В низком грудном голосе Лолиты, когда она говорила с доньей Хулией, звучали воркующие нотки. Она томно бросала на донью Хулию загадочные взгляды, а садясь на лошадь, до того забылась, что перекинула ногу через седло, чего ни одна дама в 1898 году никогда себе не позволила бы... Донья Хулия ластилась к дону Хенаро, а он, не зная, как подобает вести себя мужу в таких обстоятельствах, сделал вид, будто приревновал жену к Бетанкуру, одному из мексиканских консультантов Успенского, и закатил ей неслыханный скандал.
Мы снова перебирали кадры, некоторые посмотрели по два раза. На полях, среди агав, индеец в своих немыслимых отрепьях; в господском доме по-театральному пышно разодетые люди, за ними, на стене, смутно виднеется большая хромолитография Порфирио Диаса {Диас Порфирио (1830-1915) президент Мексики. В 1884 г. установил диктаторский режим, был свергнут в ходе мексиканской революции 1910-1917 гг. (Здесь и далее примечания переводчиков).} в безвкусной раме.
- Портрет должен показать, что на самом деле это происходило во времена Диаса, - сказал Андреев, - а вот это, - и он постучал по кадрам, изображавшим индейцев, - сметено революцией. Такие условия нам поставили, и хоть бы улыбка, хоть бы взгляд в мою сторону, - но несмотря ни на что, мы снимаем уже третью часть нашей картины.
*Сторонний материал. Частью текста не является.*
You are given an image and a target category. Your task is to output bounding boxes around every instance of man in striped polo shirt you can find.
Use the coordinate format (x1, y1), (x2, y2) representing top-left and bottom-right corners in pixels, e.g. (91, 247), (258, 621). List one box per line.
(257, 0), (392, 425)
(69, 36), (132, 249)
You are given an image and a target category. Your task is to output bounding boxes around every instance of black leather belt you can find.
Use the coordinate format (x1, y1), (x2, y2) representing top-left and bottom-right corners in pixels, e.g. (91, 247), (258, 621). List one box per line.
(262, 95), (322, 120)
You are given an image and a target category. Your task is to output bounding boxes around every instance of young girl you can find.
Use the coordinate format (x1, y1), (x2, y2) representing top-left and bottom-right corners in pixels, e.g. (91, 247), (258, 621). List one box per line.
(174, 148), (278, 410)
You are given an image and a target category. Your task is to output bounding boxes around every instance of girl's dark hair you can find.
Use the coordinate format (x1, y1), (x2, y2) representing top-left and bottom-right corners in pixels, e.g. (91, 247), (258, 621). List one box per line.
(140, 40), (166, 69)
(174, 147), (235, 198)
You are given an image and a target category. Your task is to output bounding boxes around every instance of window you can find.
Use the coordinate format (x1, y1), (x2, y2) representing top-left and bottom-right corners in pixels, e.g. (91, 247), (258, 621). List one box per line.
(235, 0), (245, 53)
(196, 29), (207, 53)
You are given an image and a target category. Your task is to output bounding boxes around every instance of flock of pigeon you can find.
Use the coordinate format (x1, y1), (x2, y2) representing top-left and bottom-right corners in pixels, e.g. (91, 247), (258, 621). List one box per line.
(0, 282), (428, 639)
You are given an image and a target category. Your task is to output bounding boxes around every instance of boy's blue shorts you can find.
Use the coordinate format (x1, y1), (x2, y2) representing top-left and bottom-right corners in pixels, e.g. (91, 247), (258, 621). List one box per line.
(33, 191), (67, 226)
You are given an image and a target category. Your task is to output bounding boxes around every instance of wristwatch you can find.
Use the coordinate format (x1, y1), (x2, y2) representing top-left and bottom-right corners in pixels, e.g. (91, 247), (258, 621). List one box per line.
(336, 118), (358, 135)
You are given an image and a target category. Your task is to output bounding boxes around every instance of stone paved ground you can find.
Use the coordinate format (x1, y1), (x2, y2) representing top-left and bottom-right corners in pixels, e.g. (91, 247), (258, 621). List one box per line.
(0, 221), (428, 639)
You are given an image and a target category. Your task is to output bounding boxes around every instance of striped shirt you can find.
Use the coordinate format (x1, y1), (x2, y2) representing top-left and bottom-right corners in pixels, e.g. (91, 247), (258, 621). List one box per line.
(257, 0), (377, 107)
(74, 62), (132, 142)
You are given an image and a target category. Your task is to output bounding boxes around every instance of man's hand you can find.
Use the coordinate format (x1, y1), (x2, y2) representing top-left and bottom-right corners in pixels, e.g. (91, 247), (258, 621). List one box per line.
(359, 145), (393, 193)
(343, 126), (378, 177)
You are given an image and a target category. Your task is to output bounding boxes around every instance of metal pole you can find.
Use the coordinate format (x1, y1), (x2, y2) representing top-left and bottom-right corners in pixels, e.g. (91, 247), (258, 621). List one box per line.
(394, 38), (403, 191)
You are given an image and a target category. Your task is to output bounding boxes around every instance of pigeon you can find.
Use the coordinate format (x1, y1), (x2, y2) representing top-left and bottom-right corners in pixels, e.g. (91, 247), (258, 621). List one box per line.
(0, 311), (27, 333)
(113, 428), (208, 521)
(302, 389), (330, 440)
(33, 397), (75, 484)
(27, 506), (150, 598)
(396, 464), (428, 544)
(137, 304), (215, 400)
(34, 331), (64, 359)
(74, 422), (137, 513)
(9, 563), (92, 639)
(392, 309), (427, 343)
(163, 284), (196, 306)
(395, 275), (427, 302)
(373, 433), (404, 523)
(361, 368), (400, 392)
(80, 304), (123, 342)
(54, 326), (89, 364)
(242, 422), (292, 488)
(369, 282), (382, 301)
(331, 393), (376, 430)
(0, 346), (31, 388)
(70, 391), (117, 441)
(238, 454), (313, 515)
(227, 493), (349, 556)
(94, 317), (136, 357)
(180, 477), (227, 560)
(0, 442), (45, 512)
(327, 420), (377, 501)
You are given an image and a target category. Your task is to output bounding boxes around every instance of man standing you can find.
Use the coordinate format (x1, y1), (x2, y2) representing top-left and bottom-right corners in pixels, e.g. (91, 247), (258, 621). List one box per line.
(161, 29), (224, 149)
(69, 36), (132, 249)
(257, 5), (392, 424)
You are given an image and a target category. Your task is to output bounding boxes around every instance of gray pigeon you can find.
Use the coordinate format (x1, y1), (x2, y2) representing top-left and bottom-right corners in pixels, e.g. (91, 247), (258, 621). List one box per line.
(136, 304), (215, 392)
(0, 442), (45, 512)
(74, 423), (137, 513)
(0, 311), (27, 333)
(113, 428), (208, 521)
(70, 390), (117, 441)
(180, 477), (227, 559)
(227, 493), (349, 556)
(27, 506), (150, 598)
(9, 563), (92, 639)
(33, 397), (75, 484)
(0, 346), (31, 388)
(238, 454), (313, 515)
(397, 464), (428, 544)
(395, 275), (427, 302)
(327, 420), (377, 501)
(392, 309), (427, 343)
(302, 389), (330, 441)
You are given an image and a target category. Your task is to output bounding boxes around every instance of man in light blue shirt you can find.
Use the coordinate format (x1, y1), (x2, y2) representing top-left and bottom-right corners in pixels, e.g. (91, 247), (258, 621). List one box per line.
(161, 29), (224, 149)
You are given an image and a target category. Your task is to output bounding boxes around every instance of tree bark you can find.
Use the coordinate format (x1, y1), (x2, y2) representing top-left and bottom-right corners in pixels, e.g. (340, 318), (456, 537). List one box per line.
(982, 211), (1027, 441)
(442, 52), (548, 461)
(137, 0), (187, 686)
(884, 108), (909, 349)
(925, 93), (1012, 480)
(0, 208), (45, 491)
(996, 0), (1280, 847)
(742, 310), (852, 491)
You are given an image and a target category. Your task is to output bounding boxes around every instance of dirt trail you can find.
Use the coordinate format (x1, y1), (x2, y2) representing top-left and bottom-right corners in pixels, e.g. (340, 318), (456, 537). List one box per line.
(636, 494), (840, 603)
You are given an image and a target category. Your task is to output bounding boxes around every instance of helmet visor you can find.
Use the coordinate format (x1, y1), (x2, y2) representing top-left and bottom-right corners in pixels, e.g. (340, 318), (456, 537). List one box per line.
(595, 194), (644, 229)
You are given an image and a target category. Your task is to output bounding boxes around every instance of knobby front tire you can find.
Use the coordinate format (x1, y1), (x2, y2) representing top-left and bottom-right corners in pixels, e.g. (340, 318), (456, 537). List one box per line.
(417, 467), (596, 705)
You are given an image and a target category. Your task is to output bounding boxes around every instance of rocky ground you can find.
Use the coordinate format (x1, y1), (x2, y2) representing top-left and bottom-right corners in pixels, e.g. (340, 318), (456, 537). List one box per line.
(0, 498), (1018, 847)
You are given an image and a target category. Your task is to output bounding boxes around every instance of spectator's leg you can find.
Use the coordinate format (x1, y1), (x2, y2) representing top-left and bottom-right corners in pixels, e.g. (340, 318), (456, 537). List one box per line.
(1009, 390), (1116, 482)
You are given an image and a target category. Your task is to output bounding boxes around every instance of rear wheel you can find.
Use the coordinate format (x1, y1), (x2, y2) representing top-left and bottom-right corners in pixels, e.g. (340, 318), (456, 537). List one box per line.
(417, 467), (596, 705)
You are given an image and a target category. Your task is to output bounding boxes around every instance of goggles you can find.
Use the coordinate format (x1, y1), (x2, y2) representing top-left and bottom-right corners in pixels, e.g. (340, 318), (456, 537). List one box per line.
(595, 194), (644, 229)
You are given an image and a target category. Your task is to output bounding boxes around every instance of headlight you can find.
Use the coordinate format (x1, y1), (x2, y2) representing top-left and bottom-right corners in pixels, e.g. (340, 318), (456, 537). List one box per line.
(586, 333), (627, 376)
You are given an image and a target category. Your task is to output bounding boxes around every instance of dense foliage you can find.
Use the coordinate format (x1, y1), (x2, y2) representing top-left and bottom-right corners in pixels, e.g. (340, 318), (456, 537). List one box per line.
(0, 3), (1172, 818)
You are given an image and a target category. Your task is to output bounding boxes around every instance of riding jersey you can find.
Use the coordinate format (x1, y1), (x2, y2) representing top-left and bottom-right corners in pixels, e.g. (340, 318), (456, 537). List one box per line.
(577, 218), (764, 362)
Интересно, как им это удалось, подумала я. В Калифорнии они числились политически неблагонадежными, и подозрение это перекочевало за ними и сюда. Нелепые слухи опережали их. Говорили, что они снимают фильм по приглашению правительства. Говорили, что они снимают фильм отнюдь не по приглашению правительства, а, напротив, по заказу коммунистов и тому подобных сомнительных организаций. Мексиканское правительство платит им большие деньги; Москва платит мексиканскому правительству за право снимать фильм; у Москвы еще не было такого опасного агента, как Успенский; Москва вот-вот отречется от Успенского; Успенскому вряд ли разрешат вернуться в Россию. На поверку он вовсе не коммунист, а немецкий шпион. Американские коммунисты оплачивают фильм, мексиканская антиправительственная партия втайне симпатизирует России и втихомолку отвалила русским огромный куш за картину с целью скомпрометировать правительство. У правительственных чиновников, как видно, голова пошла кругом. Они соглашались со всеми сразу. Делегация чиновников встретила русских прямо у трапа парохода и препроводила их в тюрьму. В тюрьме было душно и противно. Успенский, Андреев и Степанов беспокоились, не пострадает ли их аппаратура - ее подвергли строжайшему таможенному досмотру. Кеннерли беспокоился, не пострадает ли его репутация. Ему было слишком хорошо известно, какими безупречно чистыми методами обделывает свои делишки взысканный богом Голливуд, и он трепетал при мысли, чем это может для него обернуться. Насколько он мог судить, до отъезда из Калифорнии все переговоры велись через него. Сейчас он уже ни в чем не был уверен. Слух, что Успенский не член партии, а один из троих и вовсе не русский, распустил сам Кеннерли. Он надеялся, что это как-то их реабилитирует в общем мнении. После безумной ночи в тюрьму явилась другая группа чиновников, более представительная, чем первая, и, расплываясь в улыбках и рассыпаясь в извинениях, вернула им свободу. И тут кто-то пустил слух, что русских посадили в тюрьму с чисто рекламными целями.